Oct 31, 2022 2 min read
Tesla Roadsters Are Now Collectables

Is this ridiculous or a sign of things to come?

Prices for well-sorted first-gen Tesla Roadsters have been soaring lately, shocking many who haven’t been paying attention to that niche of the collector car market. With the Tesla brand gaining more and more of a following and commanding immense financial might, it seems many now regard the company’s earliest efforts at a commercial EV as highly collectable.

Check out Elon Musk’s car collection here.

According to Hagerty’s Valuation Tool, a 2008 Tesla Roadster in “Good” condition will fetch about $90,000 on the market. That’s shocking, considering MSRP for a base Roadster back then was $98,950. In other words, values still haven’t surpassed original selling prices, but if trends continue that will change soon enough.
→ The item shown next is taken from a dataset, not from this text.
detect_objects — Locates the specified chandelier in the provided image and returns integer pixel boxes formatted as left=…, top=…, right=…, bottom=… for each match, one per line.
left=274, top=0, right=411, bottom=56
Consider this: back in 2018 a Tesla Roadster sold on Bring A Trailer for just $38,000. Sure, that particular car had 77,400 miles on the clock and had a refurbished battery, but it would probably sell for far more right now. For example, a 2008 Signature 100 Edition sold on Bring A Trailer back in May for $212,071.

Fueling first-gen Tesla Roadster prices in part is scarcity. Only about 2,450 were manufactured from 2008 to 2012, so they’re not exactly sitting all over the place. For a while, the little EV was the butt of many jokes, including an infamous spot on Top Gear. But who’s laughing now?

One of several factors driving up prices is the same one affecting the entire market: overall scarcity. With a shortage of new cars thanks to supply chain kinks, the value of many used vehicles has seen incredible inflation. There’s plenty of speculation about what’s going to happen in the near future, but the higher prices might be here to stay.

Also, as Tesla continues to grow in influence, many want to experience its first effort to transform the industry. Musk has previously hinted that he wasn’t the least bit satisfied with the first-gen Roadster, primarily because it was a repurposed Lotus. However, collectors seem to have a different view of the vehicle.